3) separate the 20 strands into 2 groups of about 10 strands each. Holding onto the truck section with one hand, twist the 2 bunches around each other at least 3 turns. This extends the trunk a little bit higher, and also ads some rigidity to the trunk for the branches to be effective.. The more twists, the taller the trunk before the first branch or branches.

4) now comes the time to form the branch structure. There are a couple different methods to form the branch structure based on how you want to model the tree:
a) A main "crotch" with 2-3 main branches than further branch off as you go higher.
b) One main trunk with several small branches coming off the main trunk as it gets taller and narrower. These branches will have 2-3 smaller branches at the tips.
c) a hybrid, where a couple small branches come off the main trunk, every few scale feet.

4(a) - the "crotch" technique: By now, you have twisted the 2 bunches of 10 strands together to form a short extension of the trunk, and your 2 10-strand buches are kind like a "Y" at the top of the trunk. Let's do three main branches that all separate at one crotch. Separate the 20 strands into 3 groups of 6-7 strands each. Work with one of these 6-7 strand bunches at a time... split the first group into 2 groups of 3-4 strands each. Then twist these 2 groups to make one branch of all 6-7 strands twisted together. Twist at least 3 times, but I usually do 6-8 twists, and end up with a main branch that is 1/4" to 3/8" long. Repeat the process for the other 2 main branches. Continue to separate branches into smaller branches until you end up with several 2 or 3 strand sections that will become the outer most single strand branches that form the canopy

4(b) - the "one main trunk" technique: By now, you have twisted the 2 bunches of 10 strands together to form a short extension of the trunk. Now it is time to create the first branch. Separate 4 strands from the main bunch of 20. This leaves you with a small bunch (4 strands) and the remaining 16 strands of the main trunk. Trist the main trunk a few more times to extend the main trunk up past the first branch, which is the 4 stands you separated. Then, work with the first branch by splitting the 4 strands into 2 2-strand groups. Twist these 2 2-starnds groups (at least a few times) to make the branch as long as you want. Then, twist each 2-strand portions around themselves. By now, the first branch is formed, and has 2 smaller branches at the tip that are 2 strands each. At the end of this branch, work with a single strand at a time. Make a loop at the end with each single strand, twisting the loop so that it is all held together. Then snip the loop at the very end. This will create 2 tiny branches at the tip. Repeat this whole process until the entire tree is formed.

Here is a picture showing the wire forms after they have been completed.
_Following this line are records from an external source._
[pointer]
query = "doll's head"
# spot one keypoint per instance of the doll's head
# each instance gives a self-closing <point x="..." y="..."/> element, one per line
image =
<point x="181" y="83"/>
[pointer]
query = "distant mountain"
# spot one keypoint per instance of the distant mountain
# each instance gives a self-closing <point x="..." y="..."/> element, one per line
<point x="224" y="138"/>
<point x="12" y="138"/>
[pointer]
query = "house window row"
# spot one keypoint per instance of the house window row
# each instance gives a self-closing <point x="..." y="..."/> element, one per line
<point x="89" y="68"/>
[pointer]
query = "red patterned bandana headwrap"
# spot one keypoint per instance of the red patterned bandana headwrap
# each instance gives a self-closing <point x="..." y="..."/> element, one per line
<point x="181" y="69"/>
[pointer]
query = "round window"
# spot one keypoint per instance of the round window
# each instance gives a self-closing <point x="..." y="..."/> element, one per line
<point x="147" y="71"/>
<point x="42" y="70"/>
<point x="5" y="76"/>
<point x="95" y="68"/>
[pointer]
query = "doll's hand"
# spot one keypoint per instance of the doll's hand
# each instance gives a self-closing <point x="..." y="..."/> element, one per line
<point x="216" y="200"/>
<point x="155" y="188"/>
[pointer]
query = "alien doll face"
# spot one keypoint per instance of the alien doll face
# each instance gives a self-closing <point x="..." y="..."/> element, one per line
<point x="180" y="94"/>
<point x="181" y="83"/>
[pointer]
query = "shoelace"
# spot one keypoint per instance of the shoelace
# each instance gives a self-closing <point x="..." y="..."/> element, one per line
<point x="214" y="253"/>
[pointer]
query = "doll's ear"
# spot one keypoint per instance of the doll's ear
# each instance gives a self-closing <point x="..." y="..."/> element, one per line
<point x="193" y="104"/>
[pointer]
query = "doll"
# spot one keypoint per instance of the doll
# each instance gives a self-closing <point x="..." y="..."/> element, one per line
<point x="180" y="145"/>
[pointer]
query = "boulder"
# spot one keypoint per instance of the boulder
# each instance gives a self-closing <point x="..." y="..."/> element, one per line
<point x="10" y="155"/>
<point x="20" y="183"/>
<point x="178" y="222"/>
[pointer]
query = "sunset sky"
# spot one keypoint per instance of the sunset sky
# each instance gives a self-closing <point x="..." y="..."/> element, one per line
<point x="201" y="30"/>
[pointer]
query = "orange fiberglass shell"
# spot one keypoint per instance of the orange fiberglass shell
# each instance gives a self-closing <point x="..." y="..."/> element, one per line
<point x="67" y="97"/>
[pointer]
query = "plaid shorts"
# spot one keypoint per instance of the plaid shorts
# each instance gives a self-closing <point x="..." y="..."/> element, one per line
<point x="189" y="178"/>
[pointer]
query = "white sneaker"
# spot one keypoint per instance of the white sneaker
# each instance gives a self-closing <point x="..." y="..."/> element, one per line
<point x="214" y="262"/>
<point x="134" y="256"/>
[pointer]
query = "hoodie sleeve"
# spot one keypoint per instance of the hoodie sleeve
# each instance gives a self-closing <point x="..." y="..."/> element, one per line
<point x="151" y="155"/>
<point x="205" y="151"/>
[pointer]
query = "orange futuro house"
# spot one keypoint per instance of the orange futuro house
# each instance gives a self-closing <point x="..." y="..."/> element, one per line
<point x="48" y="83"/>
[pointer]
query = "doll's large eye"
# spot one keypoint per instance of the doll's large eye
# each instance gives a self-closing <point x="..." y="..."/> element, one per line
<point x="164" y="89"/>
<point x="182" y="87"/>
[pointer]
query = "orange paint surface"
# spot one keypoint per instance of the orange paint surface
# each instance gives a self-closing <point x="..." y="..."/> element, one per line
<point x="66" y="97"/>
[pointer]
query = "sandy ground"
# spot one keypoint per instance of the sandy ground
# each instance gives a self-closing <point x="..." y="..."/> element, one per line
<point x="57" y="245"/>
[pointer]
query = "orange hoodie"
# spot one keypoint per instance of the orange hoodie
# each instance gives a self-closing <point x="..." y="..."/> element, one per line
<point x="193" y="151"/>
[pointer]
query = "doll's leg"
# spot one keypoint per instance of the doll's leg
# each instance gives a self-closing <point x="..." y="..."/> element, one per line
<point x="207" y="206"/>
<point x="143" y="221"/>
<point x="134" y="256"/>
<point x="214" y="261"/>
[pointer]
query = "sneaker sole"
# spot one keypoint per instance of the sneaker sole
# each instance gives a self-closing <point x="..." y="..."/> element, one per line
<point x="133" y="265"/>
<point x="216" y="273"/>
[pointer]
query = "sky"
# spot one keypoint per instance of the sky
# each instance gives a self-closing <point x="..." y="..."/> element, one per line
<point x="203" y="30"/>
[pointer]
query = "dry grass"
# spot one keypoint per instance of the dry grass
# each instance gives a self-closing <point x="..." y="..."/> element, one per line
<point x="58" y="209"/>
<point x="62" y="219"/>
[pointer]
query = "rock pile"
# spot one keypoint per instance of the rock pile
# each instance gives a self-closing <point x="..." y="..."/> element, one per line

Some of these trees have the insulation as the trunk, some of them are twisted all the way.

The one at the bottom right is a "crotch" style. The one in the center is a hybrid, the one at the bottom left is "main trunk" method.










Here are a few pics of them after being painted, and flocked. I used WS clump foliage with a mixture of medium green and olive green. Just used spray adhesive on the branches.


















I would love to do a video tutorial, but I don't really have the capability to edit video very well.


----------



## JeffHurl (Apr 22, 2021)

Forgot to elaborate on the painting and flocking...

First step was to paint on some "liquid electrical tape." This is basically rubber or latex that is in liquid form. It goes on thick. Coat all strands and let dry. I used quite a bit on the truck, adding some substance. As you work your way out the limbs, be careful to not let it bunch up in the joints too much. I found that going over a section many times before it cures adds substance, and variations the thickness that mimics real branches, and not just a bunch of bare wires. I used white colored liquid tape, which helped me paint it, as I could see where I missed with the paint, allowing me to fully coat the tree with my base color (dark brown)

Then get yourself 3 colors of acrylic paint... A dark brown, a medium tan and a light gray. For mine, I started with "brown oxidation" which had a slight rusty tint to the brown. The gray was called "lichen gray"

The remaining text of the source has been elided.